Todas las personas vivimos existencias precarias. Los seres humanos («vivientes necesitados», según la feliz expresión de Marià Corbí) precisamos de la cercanía de nuestros semejantes. Aprender a estar con otros requiere de un saber estar en paridad. Esto implica a varones y hembras, hombres y mujeres, pero la tarea no siempre es sencilla. El principal obstáculo posee diversos nombres: heteronorma, patriarcado, rechazo de la otredad. Para el caso de la masculinidad hegemónica, el lugar de lo inferior incluye lo viejo, lo infantil, lo femenino, lo gay… y la relación podría continuar hasta abarcar cualquier forma de la alteridad. «No soporto al otro porque no es como yo o como a mí me gustaría que fuese», sería una frase a modo de resumen.


John Money (1955) fue el creador de la categoría teórica de género. Lo hizo para dar cuenta de que los sentimientos de masculinidad o de feminidad que experimentamos las personas son construcciones culturales. Aunque estaba lejos de abanderar ninguna teoría queer avant la lettre, Money creó la noción de «asignación de género», tomada de los estudios del lenguaje. Adscribía así, acaso sin saberlo en absoluto, a la idea freudiana de que «masculinidad y feminidad son construcciones teóricas de contenido incierto». Es decir, más allá de los genitales con que hayamos nacido, sentirse hombre o mujer dependerá de numerosos factores que poco o nada tienen que ver con la base biológica que nos designa al nacer como hembra o varón.

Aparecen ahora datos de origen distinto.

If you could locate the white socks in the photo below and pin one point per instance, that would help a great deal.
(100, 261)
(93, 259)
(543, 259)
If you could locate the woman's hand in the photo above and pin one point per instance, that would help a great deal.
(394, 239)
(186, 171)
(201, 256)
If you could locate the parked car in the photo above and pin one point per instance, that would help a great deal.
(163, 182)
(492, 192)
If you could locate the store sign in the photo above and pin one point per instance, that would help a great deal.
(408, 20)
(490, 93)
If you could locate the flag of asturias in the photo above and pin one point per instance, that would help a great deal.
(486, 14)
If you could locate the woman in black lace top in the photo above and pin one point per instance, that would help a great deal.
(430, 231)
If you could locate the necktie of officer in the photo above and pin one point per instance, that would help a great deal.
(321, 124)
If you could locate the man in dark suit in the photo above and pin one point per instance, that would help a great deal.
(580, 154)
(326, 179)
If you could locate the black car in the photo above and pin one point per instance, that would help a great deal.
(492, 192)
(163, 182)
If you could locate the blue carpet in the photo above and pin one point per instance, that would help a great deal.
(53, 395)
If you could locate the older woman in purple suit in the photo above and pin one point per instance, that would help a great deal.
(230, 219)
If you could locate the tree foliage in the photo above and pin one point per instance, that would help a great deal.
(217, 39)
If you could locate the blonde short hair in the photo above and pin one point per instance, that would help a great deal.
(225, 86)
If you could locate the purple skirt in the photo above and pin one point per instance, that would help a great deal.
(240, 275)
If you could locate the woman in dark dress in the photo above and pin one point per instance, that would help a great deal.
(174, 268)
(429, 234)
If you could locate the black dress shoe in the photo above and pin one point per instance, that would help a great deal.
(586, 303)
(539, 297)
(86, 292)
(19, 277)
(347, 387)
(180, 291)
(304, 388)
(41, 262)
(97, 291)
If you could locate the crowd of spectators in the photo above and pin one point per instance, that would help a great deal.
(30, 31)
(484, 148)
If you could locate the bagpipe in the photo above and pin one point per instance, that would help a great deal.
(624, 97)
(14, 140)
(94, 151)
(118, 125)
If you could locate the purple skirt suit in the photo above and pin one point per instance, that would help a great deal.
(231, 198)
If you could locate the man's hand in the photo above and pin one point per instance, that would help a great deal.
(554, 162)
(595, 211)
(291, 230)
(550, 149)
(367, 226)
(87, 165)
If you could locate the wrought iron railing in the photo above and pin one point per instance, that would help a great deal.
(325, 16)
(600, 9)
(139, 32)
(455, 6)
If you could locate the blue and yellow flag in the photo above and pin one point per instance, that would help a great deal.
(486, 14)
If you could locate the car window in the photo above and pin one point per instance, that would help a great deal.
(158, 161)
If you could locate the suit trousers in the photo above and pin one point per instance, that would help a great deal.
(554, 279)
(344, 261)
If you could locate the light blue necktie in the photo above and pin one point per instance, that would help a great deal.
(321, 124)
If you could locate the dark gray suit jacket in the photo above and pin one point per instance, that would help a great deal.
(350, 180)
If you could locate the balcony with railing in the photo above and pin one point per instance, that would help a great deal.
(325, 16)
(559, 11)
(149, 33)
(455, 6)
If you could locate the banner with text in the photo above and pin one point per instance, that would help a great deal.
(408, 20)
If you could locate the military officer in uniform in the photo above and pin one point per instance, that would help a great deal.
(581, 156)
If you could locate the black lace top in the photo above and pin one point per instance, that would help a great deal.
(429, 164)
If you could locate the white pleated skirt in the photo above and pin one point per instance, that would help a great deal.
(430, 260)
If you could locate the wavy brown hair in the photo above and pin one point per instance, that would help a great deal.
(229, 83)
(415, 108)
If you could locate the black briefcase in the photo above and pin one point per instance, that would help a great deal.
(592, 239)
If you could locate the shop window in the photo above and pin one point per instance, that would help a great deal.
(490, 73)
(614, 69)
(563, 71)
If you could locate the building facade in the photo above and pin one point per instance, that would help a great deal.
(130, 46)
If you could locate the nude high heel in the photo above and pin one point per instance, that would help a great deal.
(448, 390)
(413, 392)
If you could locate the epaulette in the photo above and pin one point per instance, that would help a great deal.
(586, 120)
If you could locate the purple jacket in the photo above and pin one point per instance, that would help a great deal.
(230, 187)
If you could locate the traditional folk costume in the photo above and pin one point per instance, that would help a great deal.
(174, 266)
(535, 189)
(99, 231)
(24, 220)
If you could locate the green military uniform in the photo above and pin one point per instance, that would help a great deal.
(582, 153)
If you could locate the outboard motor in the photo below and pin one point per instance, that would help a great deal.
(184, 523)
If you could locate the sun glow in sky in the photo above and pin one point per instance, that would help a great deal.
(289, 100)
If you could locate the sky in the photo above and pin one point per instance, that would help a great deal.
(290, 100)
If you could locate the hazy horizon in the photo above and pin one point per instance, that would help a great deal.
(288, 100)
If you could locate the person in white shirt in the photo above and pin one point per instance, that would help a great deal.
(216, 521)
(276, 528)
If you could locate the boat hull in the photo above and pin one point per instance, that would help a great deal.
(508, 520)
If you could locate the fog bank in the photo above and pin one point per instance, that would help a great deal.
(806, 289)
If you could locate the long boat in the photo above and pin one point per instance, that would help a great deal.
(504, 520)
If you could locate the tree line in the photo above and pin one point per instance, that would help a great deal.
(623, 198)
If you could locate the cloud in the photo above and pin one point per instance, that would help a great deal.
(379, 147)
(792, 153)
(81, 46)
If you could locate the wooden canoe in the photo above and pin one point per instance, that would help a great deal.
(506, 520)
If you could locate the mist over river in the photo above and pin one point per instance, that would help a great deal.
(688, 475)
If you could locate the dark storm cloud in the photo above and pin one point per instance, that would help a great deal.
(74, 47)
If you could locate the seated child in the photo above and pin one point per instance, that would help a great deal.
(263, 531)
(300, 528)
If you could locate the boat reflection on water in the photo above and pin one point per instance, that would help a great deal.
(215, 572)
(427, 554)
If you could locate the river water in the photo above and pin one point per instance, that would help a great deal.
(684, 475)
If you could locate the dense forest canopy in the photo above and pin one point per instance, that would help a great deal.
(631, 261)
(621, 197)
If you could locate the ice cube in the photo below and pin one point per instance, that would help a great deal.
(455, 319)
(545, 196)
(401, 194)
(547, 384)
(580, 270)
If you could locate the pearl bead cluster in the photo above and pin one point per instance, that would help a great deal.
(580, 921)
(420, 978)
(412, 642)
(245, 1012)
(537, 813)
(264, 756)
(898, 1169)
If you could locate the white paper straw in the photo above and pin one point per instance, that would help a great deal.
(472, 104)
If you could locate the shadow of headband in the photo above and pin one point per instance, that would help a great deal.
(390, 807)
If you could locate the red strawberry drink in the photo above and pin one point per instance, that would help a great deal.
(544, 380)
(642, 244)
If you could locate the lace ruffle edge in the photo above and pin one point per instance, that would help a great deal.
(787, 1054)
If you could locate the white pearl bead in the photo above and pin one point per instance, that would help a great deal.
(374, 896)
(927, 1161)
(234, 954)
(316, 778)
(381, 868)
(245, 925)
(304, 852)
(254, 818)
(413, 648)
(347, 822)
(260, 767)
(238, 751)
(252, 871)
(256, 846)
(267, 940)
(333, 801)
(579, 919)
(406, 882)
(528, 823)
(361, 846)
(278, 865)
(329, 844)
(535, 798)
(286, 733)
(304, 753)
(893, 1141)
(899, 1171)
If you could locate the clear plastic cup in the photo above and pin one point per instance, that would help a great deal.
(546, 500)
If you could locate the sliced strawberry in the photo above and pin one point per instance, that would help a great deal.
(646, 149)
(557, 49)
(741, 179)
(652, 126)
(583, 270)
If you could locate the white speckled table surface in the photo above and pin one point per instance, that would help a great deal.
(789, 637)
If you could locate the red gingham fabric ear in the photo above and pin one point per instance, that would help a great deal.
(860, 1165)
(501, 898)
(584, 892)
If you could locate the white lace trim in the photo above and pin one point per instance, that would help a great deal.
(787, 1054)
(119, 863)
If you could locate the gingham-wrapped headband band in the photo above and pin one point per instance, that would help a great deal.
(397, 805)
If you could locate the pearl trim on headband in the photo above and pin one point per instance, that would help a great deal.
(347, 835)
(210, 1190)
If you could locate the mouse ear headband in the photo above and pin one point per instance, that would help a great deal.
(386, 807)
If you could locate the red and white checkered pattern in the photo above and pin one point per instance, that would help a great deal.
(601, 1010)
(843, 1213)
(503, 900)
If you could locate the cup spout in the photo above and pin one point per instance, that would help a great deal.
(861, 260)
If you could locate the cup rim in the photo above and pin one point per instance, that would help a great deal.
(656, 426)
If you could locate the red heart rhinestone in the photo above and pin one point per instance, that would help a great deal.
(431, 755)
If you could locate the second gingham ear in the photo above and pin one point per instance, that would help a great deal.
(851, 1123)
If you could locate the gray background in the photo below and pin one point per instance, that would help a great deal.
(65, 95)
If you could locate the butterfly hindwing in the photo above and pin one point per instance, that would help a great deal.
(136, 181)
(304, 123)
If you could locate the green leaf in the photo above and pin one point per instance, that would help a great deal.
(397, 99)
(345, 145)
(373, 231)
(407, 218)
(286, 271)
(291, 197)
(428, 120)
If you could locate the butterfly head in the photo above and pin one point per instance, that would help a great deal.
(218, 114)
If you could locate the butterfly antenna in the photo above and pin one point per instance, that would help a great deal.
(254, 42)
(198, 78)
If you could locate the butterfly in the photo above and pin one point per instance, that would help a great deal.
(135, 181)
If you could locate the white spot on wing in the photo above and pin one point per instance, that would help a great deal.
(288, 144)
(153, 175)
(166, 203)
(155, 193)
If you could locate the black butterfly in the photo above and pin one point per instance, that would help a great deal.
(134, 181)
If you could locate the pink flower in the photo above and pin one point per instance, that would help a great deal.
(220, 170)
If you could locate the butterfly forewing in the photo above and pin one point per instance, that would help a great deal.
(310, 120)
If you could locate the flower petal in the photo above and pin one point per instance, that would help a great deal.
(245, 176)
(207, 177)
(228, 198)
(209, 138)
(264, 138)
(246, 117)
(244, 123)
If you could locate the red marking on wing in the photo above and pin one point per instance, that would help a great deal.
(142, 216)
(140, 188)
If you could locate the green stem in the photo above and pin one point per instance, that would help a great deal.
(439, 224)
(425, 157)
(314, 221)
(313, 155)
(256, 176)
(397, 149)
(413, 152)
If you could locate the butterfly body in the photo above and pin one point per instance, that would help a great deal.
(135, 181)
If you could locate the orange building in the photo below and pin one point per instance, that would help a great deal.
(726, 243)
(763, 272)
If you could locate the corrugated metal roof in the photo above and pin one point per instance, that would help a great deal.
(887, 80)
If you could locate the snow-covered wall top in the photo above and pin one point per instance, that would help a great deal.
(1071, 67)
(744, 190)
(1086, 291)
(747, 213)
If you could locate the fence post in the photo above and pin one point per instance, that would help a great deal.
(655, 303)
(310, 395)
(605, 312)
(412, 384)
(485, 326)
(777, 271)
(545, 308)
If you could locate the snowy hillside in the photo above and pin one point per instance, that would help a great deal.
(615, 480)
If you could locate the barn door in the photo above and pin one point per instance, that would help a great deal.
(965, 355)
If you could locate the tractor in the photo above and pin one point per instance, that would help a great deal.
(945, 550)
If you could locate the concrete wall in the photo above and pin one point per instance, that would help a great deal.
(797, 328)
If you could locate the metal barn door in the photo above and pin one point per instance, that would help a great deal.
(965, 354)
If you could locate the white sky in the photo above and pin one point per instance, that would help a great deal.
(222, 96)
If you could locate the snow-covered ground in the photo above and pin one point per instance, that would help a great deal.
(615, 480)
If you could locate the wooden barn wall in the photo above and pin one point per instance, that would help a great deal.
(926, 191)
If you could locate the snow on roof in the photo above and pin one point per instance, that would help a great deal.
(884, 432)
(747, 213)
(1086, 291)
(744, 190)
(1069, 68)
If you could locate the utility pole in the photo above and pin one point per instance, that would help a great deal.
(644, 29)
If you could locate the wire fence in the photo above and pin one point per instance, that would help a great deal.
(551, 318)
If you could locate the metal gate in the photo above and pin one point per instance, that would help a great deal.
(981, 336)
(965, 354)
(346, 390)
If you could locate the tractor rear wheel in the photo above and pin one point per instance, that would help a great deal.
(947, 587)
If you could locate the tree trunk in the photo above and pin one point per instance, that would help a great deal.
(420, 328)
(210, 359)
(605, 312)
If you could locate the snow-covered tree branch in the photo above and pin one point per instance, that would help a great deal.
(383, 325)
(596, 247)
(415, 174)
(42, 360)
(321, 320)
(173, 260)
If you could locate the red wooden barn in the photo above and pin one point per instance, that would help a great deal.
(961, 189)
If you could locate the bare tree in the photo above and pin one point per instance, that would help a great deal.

Psicoanálisis con perspectiva de género

Aunque intentásemos tapar el sol con las manos, nadie osa ya discutir que se han producido cambios en lo cotidiano y en el devenir de los proyectos vitales de las personas, cambios que tienen impacto en la labor analítica y que plantean nuevas demandas y problemáticas. Encuentros y desencuentros entre géneros (sinsabores de la vida conyugal derivados de la separación entre deseo y apego), industrialización de los vínculos (el porno como modelo hegemónico propuesto para la sexualidad, Tinder y Grindr como herramientas para gozar de un sexo fast food que se fantasea sin consecuencias psicoafectivas), relaciones interpersonales propias de la posmodernidad (poliamor, parejas abiertas), nuevas tecnologías al servicio de la reproducción, separaciones y tenencias compartidas de hijos incluso antes del primer año de vida, monoparentalidad, homoparentalidad, etcétera. El mundo ha cambiado y seguirá cambiando a un ritmo cada vez más vertiginoso, lo que obliga al psicoanálisis a abandonar viejas perspectivas teóricas heteronormativas (freudianas, lacanianas y aun posteriores), para poder pensar las relaciones sexoafectivas entre géneros, tan mutantes y mutables como lo son las subjetividades del tiempo que nos toca vivir.


La propuesta de un psicoanálisis con perspectiva de género y aperturista se basa en la idea de que, para acompañar a las personas que consultan, el analista debe ocupar la posición de quien no sabe qué hallará detrás de la o las etiquetas que el paciente trae adheridas a su sexualidad. Es decir, no permitir que el prejuicio o una mirada conservadora (desfasada) sobre los problemas actuales nos hagan ver como psicopatológico aquello que se deriva de las nuevas relaciones de poder en un mundo cada vez más salvajemente biopolítico. Y, por otro lado, tampoco renunciar a poder identificar las nuevas formas que irá adoptando la psicopatología en eso que emerge como rabiosamente actual.


Un psicoanálisis con perspectiva de género no puede correr el riesgo de alinearse, como una más, entre las tendencias que se proponen para curar la homosexualidad, la bisexualidad, la transexualidad, el travestismo. Se trata de que ayudemos con el padecimiento humano, pero no desde una visión hegemónica heteronormativa y mucho menos con la naturalización del sexo y la esencialización del género como estandartes.